DAMIENS dihukum mati secara mengerikan 2 Maret 1757 di Place di
Greve, Paris.
Telah diputuskan oleh hakim bahwa ia akan diikat di sebuah tiang
di sana, dan dagingnya akan dirobek dari dada, lengan, dan
pahanya, dengan penjepit yang panas. Di tempat-tempat yang luka
itu kemudian akan dituangkan minyak mendidih, juga timah dan
lilin dan belerang. Lalu tubuhnya akan dikoyak oleh empat ekor
kuda, sebelum dibakar hingga jadi abu.
Kekejaman nampaknya bukan yang dianggap penting di hari itu.
Damiens menjerit, belerang dinyalakan, kuda-kuda yang diikatkan
ke tubuhnya didera ke arah berlawanan, dan setelah susah payah,
berhasil mematahkan lengan serta pungguh si terhukum: tapi yang
penting ialah bahwa semua ini harus jadi contoh. Hukuman juga
suatu pertunjukkan. Makin mengerikan, makin efektif.

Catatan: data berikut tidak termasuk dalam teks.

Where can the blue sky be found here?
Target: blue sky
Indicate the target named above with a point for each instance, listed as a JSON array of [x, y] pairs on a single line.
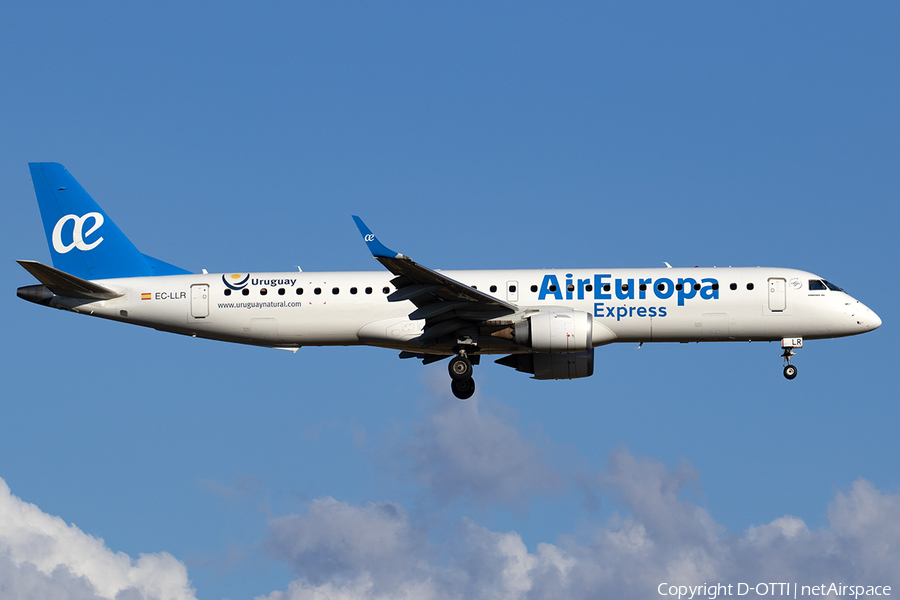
[[236, 137]]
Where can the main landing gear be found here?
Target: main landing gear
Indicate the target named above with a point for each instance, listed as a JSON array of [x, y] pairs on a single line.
[[462, 384], [790, 371]]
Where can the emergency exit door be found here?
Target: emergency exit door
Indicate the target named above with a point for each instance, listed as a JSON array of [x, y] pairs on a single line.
[[777, 301], [200, 301]]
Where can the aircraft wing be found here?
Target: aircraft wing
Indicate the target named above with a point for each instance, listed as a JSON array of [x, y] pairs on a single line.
[[446, 304]]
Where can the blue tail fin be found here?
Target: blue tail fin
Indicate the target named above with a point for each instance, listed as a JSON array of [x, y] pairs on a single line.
[[83, 240]]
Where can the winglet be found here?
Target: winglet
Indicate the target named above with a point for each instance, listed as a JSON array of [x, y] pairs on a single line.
[[377, 249]]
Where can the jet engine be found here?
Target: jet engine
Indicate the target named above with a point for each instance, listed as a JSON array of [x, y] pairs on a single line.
[[556, 332], [552, 366]]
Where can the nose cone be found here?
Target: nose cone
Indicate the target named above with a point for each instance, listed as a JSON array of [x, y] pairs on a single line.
[[873, 321]]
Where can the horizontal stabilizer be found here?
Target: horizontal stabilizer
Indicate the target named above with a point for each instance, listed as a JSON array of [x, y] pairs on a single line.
[[63, 284]]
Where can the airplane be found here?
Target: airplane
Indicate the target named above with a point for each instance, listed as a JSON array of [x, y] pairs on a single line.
[[546, 323]]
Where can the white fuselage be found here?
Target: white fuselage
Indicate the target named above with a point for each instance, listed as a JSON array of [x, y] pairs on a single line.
[[289, 310]]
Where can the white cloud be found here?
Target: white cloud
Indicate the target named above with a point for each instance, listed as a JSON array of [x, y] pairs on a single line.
[[43, 557], [662, 538], [462, 452], [336, 540]]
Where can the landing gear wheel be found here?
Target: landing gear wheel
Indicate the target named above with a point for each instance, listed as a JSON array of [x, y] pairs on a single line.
[[463, 388], [460, 368]]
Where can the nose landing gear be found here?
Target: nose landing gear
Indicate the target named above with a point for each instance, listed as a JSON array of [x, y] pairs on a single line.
[[462, 385], [790, 371]]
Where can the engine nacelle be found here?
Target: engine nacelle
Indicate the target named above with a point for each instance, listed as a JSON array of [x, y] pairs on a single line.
[[552, 366], [556, 332]]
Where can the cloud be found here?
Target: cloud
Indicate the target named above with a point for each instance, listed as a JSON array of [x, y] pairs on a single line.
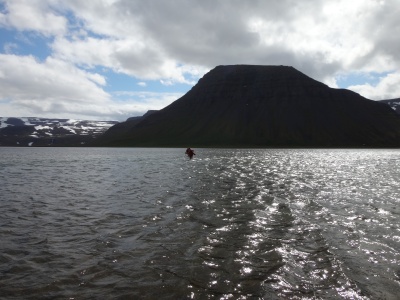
[[177, 41], [51, 86], [388, 87], [33, 15]]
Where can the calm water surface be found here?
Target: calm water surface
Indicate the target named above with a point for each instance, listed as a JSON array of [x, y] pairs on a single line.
[[98, 223]]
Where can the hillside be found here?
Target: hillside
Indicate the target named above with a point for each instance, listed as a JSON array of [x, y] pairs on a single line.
[[50, 132], [263, 106]]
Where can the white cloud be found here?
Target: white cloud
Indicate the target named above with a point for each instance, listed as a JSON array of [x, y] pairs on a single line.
[[387, 88], [177, 41]]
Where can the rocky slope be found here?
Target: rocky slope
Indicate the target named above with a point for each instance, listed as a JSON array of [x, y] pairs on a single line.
[[263, 106], [50, 132]]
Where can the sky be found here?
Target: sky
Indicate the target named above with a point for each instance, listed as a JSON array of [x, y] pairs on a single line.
[[113, 59]]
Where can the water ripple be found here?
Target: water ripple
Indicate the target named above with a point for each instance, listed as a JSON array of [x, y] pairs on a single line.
[[229, 224]]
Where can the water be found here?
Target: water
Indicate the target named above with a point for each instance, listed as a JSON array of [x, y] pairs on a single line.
[[95, 223]]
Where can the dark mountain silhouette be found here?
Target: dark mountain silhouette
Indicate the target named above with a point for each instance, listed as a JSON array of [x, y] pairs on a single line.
[[262, 106]]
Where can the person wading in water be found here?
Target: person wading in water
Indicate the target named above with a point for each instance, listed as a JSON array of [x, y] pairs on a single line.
[[190, 152]]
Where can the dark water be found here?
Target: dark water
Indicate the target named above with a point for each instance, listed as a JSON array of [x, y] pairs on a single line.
[[82, 223]]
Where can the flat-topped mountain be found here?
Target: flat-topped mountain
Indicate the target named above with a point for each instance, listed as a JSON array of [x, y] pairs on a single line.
[[262, 106]]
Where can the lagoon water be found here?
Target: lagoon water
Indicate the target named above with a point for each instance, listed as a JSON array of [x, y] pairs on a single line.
[[112, 223]]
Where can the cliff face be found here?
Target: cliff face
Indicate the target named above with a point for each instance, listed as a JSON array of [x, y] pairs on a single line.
[[262, 106]]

Namun abad ke-18 dengan segera berlalu dari Paris dan seluruh
dunia. Seperti dikemukakan Michel Foucault, suatu zaman baru di
bidang hukuman lahir: menghilangnya penyiksaan sebagai sebuah
tontonan publik. Hukuman itu sendiri kemudian menjadi bagian
yang paling tersembunyi dalam proses penghukuman. Yang akan
menangkal kejahatan bukanlah pertunjukkan seperti yang pernah
disaksikan di Place de Greve, melainkan kepastian bahwa
perbuatan salah akan divonis.
Guillotine agaknya contoh tentang sebuah teknologi kematian dan
bergantinya sikap. Alat pemotong leher ini sebenarnya diciptakan
untuk mengurangi -- bahkan melenyapkan -- rasa sakit dan siksaan
bagi orang yang dihukum mati. Dan ketika pertama kalinya dipakai
menjelang akhir abad ke-18 itu, efektifitasnya memang terbukti:
ia bekerja cepat nyaris tak terlihat, dan sang algojo tak perlu
menyentuh tubuh sang terhukum. Suatu etika baru telah
diperlihatkan dalam hal membunuh secara legal.
Toh guillotine akhirnya, di masa Revolusi Prancis, mengulang
kembali corak yang lama: begitu banyak kepala dipenggal dan
begitu banyak orang menonton. Tak heran bila kemudian, seperti
menuruti kehendak nilai-nilai yang berubah, guillotine pun
disembunyikan. Hukuman mati itu dilakukan secara rahasia. Bahkan
para saksi yang kemudian membocorkan kejadian itu ke publik bisa
dituntut.
Yang terjadi, barangkali, bukanlah sekadar kemunafikan
orang-orang yang berwenang untuk hidup matinya seseorang. Yang
terjadi barangkali cuma pengambilan jarak antara hakim yang
terhormat di satu pihak dan algojo ataupun penjaga bui yang
kasar di lain pihak, seolah-olah keduanya tak saling bertaut dan
bersatu. Dan mungkin yang timbul kemudian ialah keyakinan baru:
manusia dapat berubah jadi baik, bila ia diperlakukan baik.
Dari situlah lahir penjara dalam semangatnya yang sekarang. Di
Indonesia ia bahkan disebut dengan kata yang sangat halus dan
ramah, "lembaga pemasyarakatan". Kita dengan itu hendak
menyatakan bahwa si jahat dapat dikembalikan ke jalan orang
ramai dan tempat itu seakan sebuah lembaga pendidikan akhlak.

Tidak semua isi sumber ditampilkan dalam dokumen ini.